SIMALUNGUN – Pengadilan Negeri (PN) Simalungun baru saja menggelar sidang perdana praperadilan untuk kasus dugaan penculikan lima warga adat Sihaporas, yang terjadi pada 22 Juli 2024 pukul 03.00 dini hari. Sidang dengan nomor perkara 04/Pid.Pra/2024/PN Sim ini dimulai pada Senin, 12 Agustus 2024, pukul 10.00 WIB di ruang sidang Cakra, dipimpin oleh Hakim Anggraena E. Roria Sormin, S.H., M.H. Sidang ini dijadwalkan berlangsung selama tujuh hari berturut-turut.
Hakim Sormin meminta kepada kedua belah pihak, baik termohon maupun pemohon, untuk mempersiapkan semua dokumen dan identitas saksi yang diperlukan untuk memperlancar jalannya persidangan.
Hendra Sinurat, kuasa hukum masyarakat adat Sihaporas dari Tim Advokasi Masyarakat Adat Nusantara (TAMAN), menyatakan bahwa mereka telah mempersiapkan seluruh bukti yang menunjukkan pelanggaran SOP dalam proses penangkapan dan penahanan terhadap empat warga adat Sihaporas. “Kami yakin bahwa bukti yang kami ajukan akan mengungkap ketidakberesan dalam tindakan aparat. Kami siap menghadapi sidang ini dengan optimisme,” tegas Sinurat usai sidang.
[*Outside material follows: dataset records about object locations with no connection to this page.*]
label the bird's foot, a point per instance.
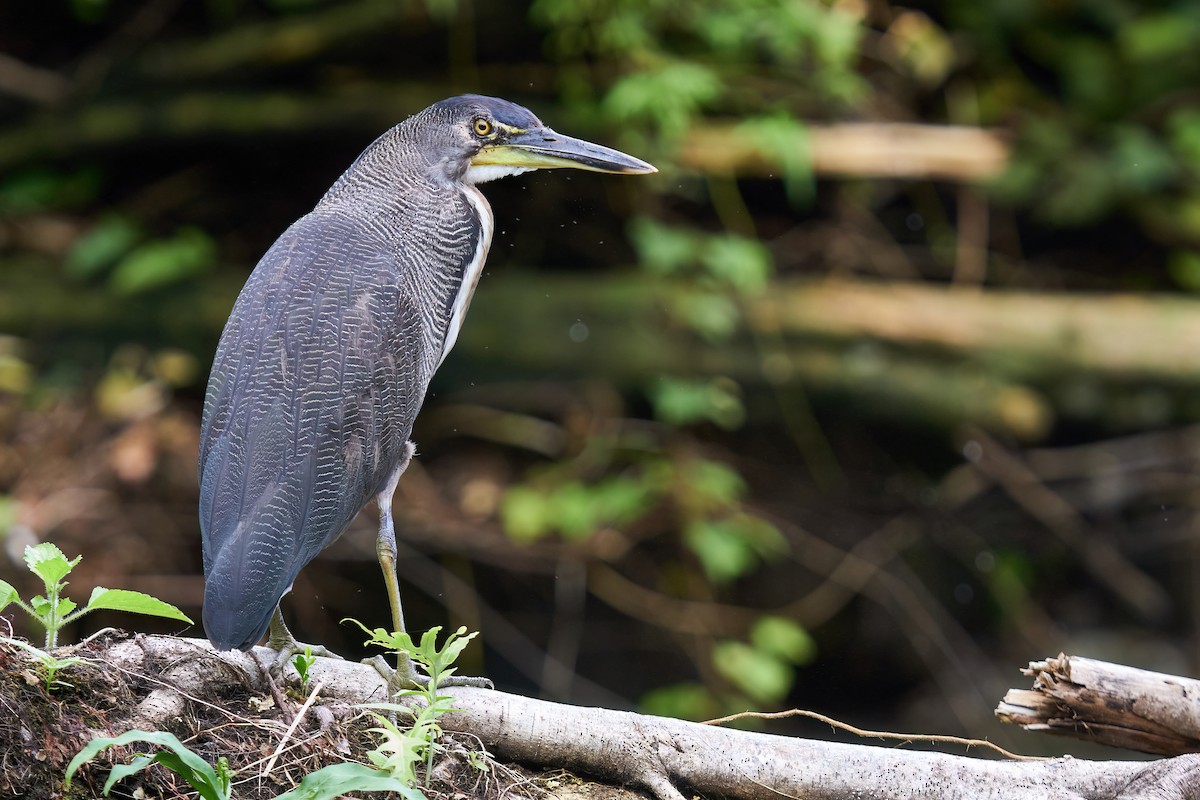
(406, 678)
(286, 648)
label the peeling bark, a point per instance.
(667, 757)
(1108, 703)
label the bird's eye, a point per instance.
(483, 126)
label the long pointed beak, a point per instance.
(545, 149)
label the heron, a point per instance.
(330, 347)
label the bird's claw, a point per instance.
(286, 651)
(408, 679)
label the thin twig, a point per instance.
(875, 734)
(295, 722)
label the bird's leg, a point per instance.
(405, 677)
(385, 551)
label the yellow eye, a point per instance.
(483, 126)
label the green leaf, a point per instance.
(687, 402)
(133, 602)
(743, 263)
(163, 262)
(48, 563)
(784, 638)
(336, 780)
(713, 314)
(178, 758)
(718, 485)
(685, 701)
(667, 97)
(7, 594)
(785, 140)
(724, 554)
(100, 247)
(762, 677)
(526, 513)
(1183, 266)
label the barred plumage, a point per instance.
(330, 347)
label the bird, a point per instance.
(329, 349)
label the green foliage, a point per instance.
(763, 668)
(49, 663)
(53, 611)
(784, 140)
(303, 662)
(210, 783)
(395, 759)
(1102, 121)
(688, 402)
(97, 250)
(573, 509)
(741, 264)
(730, 547)
(39, 188)
(163, 262)
(400, 752)
(334, 781)
(727, 541)
(684, 701)
(118, 247)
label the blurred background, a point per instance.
(882, 388)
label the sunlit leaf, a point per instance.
(784, 638)
(762, 677)
(526, 513)
(682, 701)
(177, 757)
(7, 594)
(48, 563)
(687, 402)
(723, 552)
(719, 485)
(163, 262)
(713, 314)
(664, 250)
(100, 247)
(743, 263)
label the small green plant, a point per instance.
(213, 783)
(303, 662)
(399, 752)
(53, 611)
(394, 759)
(51, 665)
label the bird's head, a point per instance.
(483, 138)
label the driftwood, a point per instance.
(667, 757)
(1007, 361)
(1108, 703)
(859, 150)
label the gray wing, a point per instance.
(318, 377)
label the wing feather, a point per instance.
(315, 388)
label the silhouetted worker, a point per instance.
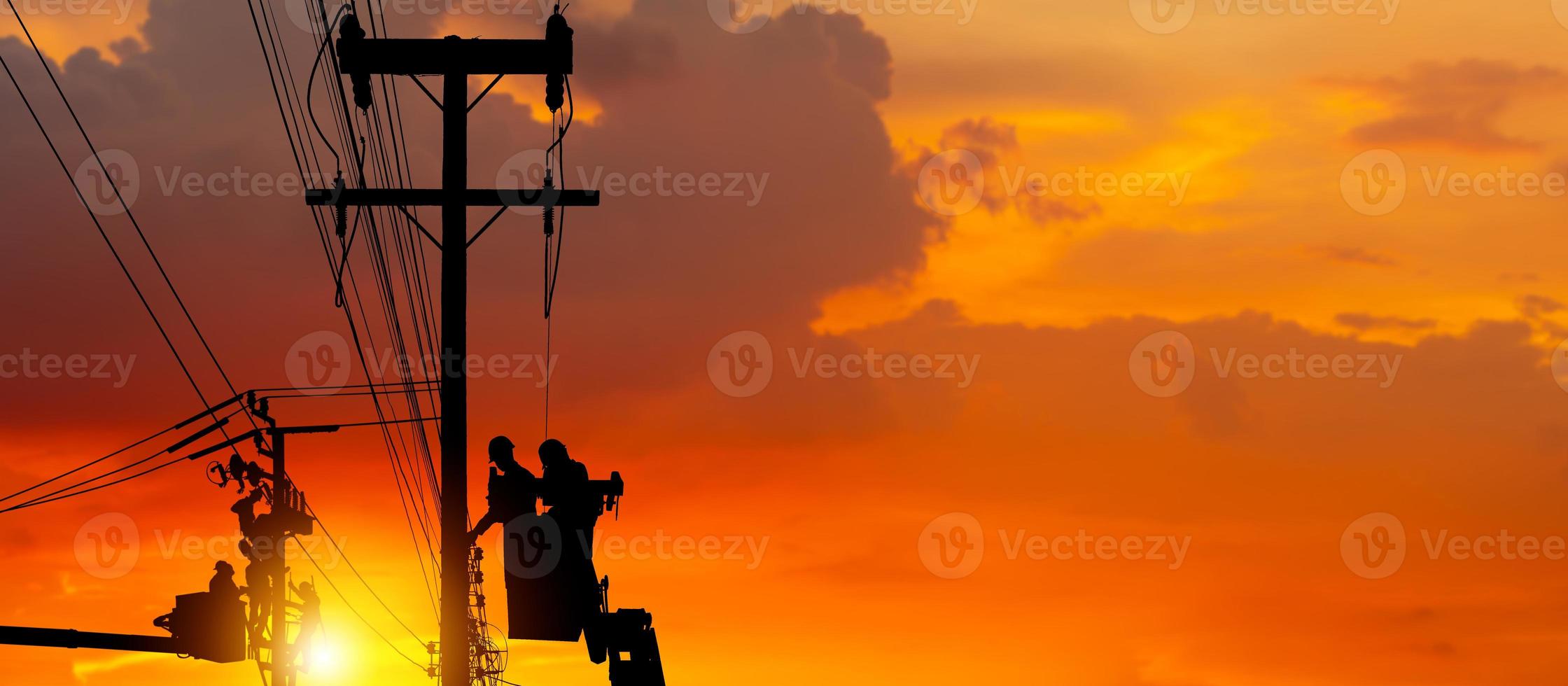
(246, 510)
(259, 588)
(513, 491)
(221, 583)
(309, 608)
(574, 508)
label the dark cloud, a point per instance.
(1364, 321)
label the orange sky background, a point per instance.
(847, 249)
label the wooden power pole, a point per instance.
(454, 60)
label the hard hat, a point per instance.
(500, 445)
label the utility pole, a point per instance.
(454, 60)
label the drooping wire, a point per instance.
(129, 215)
(355, 611)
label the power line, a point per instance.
(351, 608)
(115, 187)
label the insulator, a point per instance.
(350, 35)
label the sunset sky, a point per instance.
(1236, 292)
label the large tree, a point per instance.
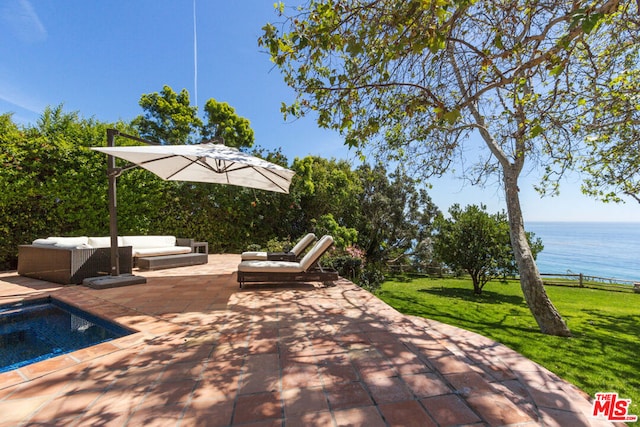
(477, 242)
(418, 78)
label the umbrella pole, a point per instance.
(113, 215)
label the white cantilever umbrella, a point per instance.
(214, 163)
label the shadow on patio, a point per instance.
(209, 353)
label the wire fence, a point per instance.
(583, 280)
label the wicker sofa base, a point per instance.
(315, 275)
(69, 266)
(171, 261)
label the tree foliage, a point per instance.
(169, 118)
(478, 243)
(395, 216)
(418, 80)
(55, 185)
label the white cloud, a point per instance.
(22, 20)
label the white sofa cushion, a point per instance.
(44, 242)
(163, 250)
(139, 242)
(102, 242)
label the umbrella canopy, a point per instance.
(214, 163)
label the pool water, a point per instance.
(40, 329)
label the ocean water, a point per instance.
(601, 249)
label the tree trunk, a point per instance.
(543, 310)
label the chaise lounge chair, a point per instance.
(308, 269)
(292, 255)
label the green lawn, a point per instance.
(603, 354)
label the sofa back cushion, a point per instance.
(148, 241)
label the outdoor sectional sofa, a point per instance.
(70, 260)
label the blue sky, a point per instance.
(99, 57)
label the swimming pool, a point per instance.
(36, 330)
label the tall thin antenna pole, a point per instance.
(195, 54)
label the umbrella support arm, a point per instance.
(113, 217)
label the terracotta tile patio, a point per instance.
(208, 353)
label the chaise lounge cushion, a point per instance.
(296, 250)
(308, 261)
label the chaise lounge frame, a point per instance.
(307, 270)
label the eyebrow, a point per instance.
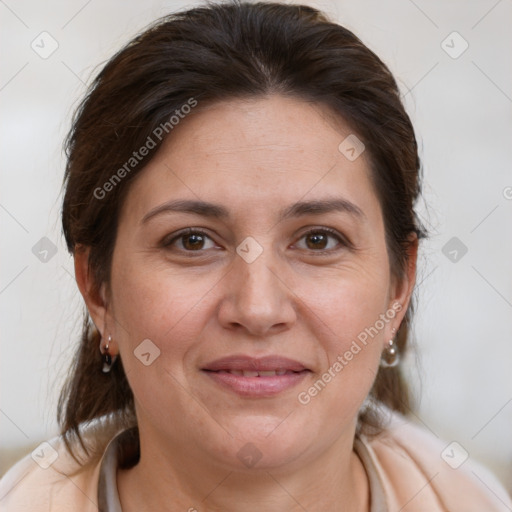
(301, 208)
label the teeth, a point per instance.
(269, 373)
(249, 373)
(256, 373)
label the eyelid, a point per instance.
(343, 240)
(167, 241)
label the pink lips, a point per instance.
(256, 377)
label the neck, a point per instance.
(173, 479)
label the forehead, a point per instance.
(252, 154)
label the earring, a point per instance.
(390, 356)
(108, 360)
Sinurat juga mengharapkan agar hakim memimpin persidangan ini dengan objektivitas penuh, terutama dalam menilai apakah Polres Simalungun telah melanggar prosedur hukum dalam kasus ini.
Sebelum sidang dimulai, puluhan anggota Aliansi Gerak Tutup TPL, yang terdiri dari mahasiswa, masyarakat adat, dan aktivis lingkungan, menggelar aksi demonstrasi di depan PN Simalungun. Mereka menuntut pengadilan untuk menanggapi secara serius kasus penculikan ini. Aksi tersebut dilengkapi dengan spanduk dan poster yang menuntut “Masyarakat Mengecam Tindakan Polres Simalungun sebagai Pelaku Penculikan” dan “Bebaskan 5 Warga Adat Sihaporas yang Diculik Polres Simalungun.”
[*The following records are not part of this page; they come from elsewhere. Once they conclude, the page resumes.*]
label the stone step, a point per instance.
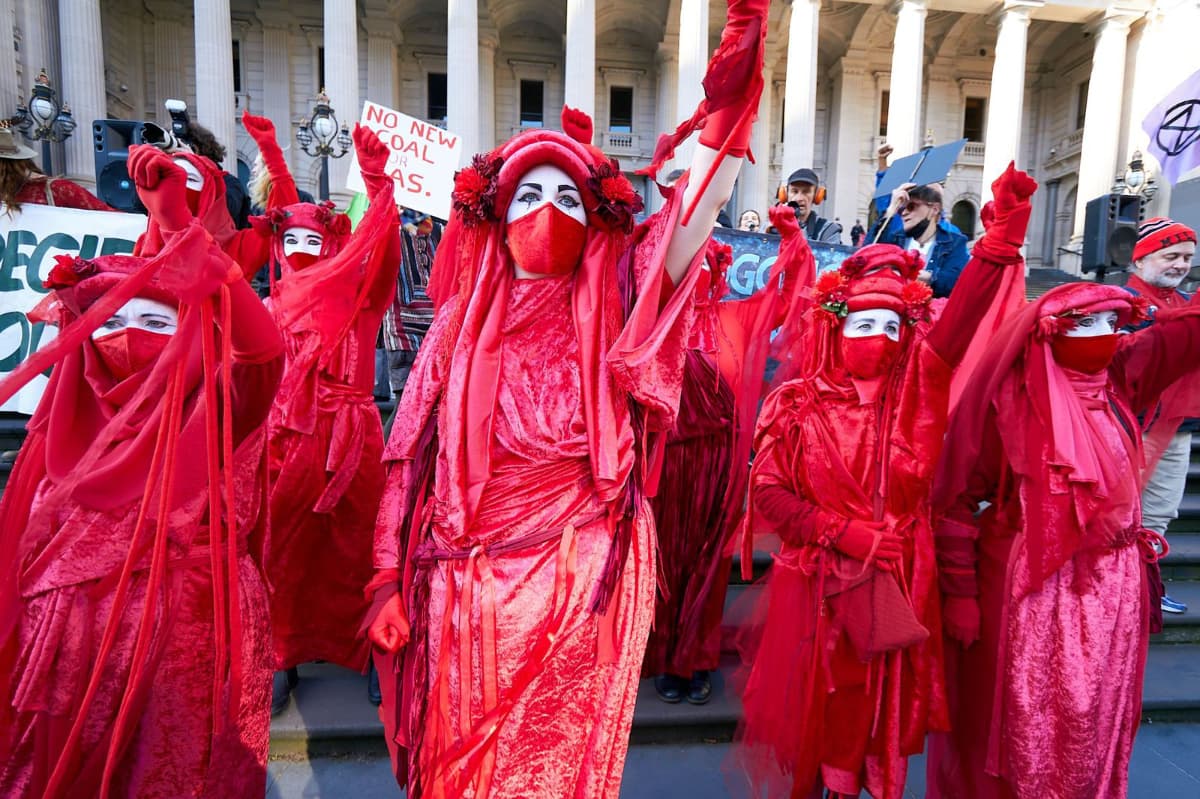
(330, 716)
(1163, 764)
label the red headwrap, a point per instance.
(1072, 492)
(877, 276)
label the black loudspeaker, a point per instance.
(1110, 232)
(112, 139)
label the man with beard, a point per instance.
(804, 192)
(1162, 258)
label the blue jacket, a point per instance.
(947, 259)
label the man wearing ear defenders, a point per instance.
(803, 192)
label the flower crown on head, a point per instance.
(67, 271)
(474, 188)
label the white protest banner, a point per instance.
(424, 158)
(33, 236)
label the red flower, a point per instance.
(616, 199)
(916, 298)
(67, 271)
(831, 293)
(474, 188)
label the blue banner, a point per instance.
(754, 253)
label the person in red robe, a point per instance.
(135, 635)
(846, 673)
(324, 433)
(515, 535)
(701, 493)
(1049, 592)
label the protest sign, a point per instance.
(424, 158)
(33, 236)
(754, 253)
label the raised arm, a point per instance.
(283, 186)
(732, 86)
(999, 250)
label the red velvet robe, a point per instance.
(325, 449)
(1047, 703)
(71, 571)
(511, 685)
(834, 451)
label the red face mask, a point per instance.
(130, 350)
(1087, 354)
(869, 356)
(547, 241)
(299, 260)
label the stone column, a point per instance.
(276, 103)
(801, 91)
(1098, 158)
(83, 84)
(1002, 138)
(214, 66)
(487, 43)
(754, 184)
(851, 124)
(693, 60)
(462, 73)
(382, 43)
(581, 55)
(10, 92)
(907, 71)
(341, 37)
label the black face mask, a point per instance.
(918, 230)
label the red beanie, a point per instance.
(1159, 233)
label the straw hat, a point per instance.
(11, 148)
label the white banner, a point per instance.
(31, 238)
(424, 158)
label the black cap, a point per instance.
(804, 176)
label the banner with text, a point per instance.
(424, 158)
(31, 238)
(754, 253)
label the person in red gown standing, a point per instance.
(514, 533)
(325, 438)
(846, 676)
(133, 614)
(701, 493)
(1050, 590)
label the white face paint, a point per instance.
(305, 240)
(546, 184)
(1095, 324)
(145, 314)
(195, 179)
(873, 322)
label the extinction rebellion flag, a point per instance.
(1174, 130)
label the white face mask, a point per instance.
(1095, 324)
(305, 240)
(195, 179)
(546, 184)
(873, 322)
(142, 313)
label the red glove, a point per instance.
(733, 80)
(870, 540)
(198, 268)
(162, 186)
(960, 619)
(373, 156)
(1006, 234)
(283, 188)
(387, 624)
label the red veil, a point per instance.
(102, 444)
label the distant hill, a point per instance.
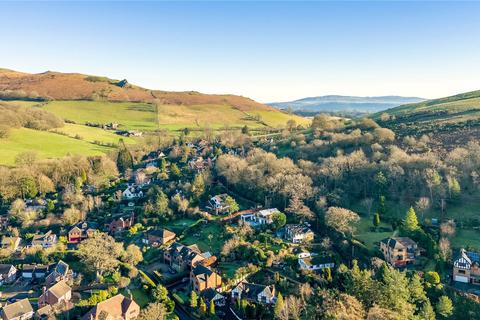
(454, 119)
(345, 104)
(85, 100)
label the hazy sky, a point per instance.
(270, 51)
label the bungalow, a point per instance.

Pimpinan aksi, Doni Munte, menegaskan bahwa demonstrasi ini bertujuan untuk mengawal sidang dan mengecam adanya intimidasi serta kekerasan terhadap masyarakat adat. “Penegakan hukum yang berlaku di sini jelas melanggar SOP. Ini adalah tindakan represif yang tidak bisa diterima,” tegas Munte.
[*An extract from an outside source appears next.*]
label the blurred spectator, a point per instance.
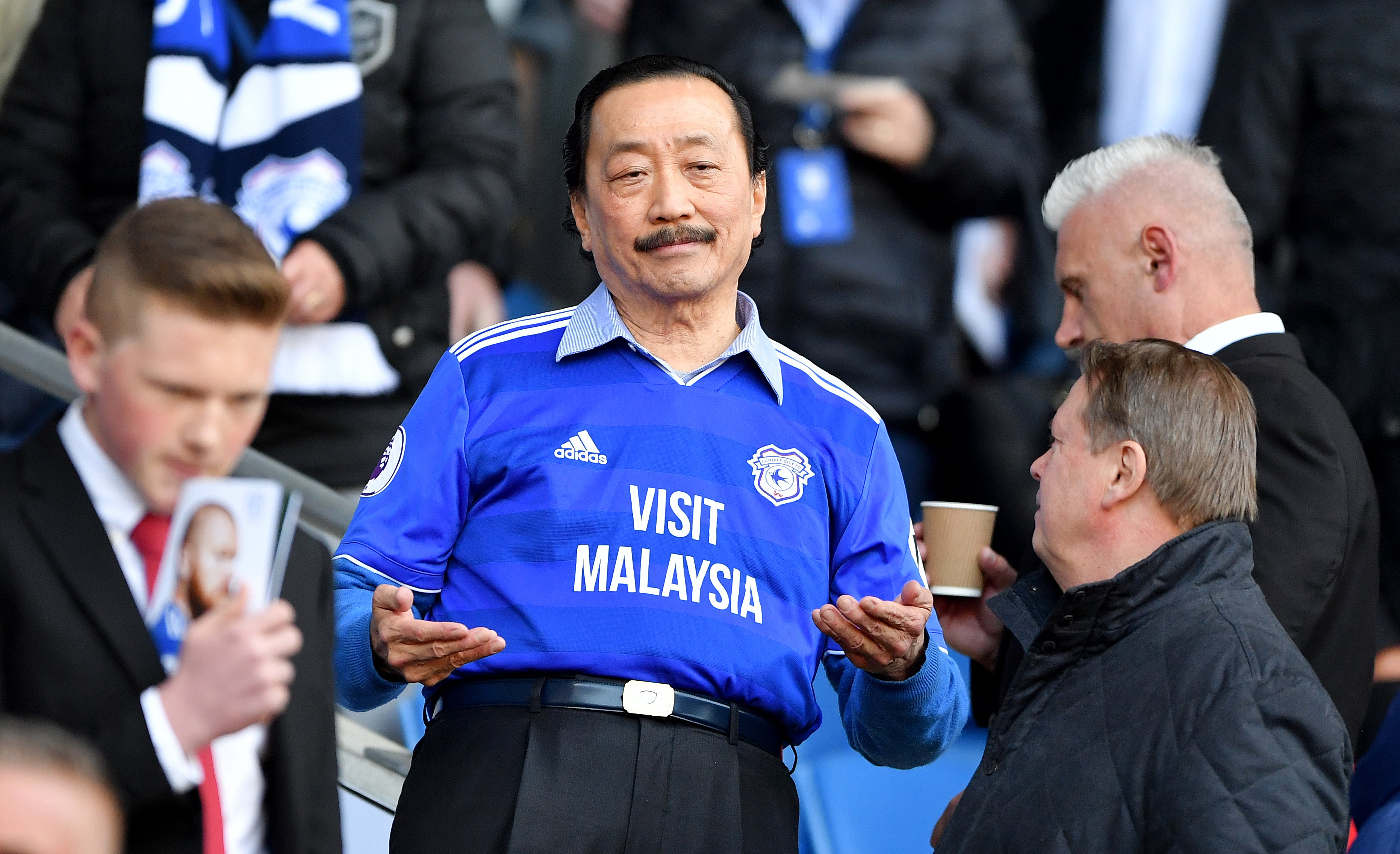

Nurinda Napitu, istri Jonny Ambarita, juga menyampaikan rasa ketidakadilannya. Dalam tangisan, ia menceritakan pengalaman traumatisnya, termasuk intimidasi yang dialaminya saat aparat kepolisian memasuki wilayah adatnya pada 2022 dan kekerasan yang dialami anaknya dalam kasus penculikan 22 Juli 2024. “Dimana hati nurani kalian, polisi?” tanyanya. Ia juga mengingatkan, “Kalian juga memiliki keluarga. Bagaimana jika hal ini terjadi pada kalian?” lanjut Nurinda.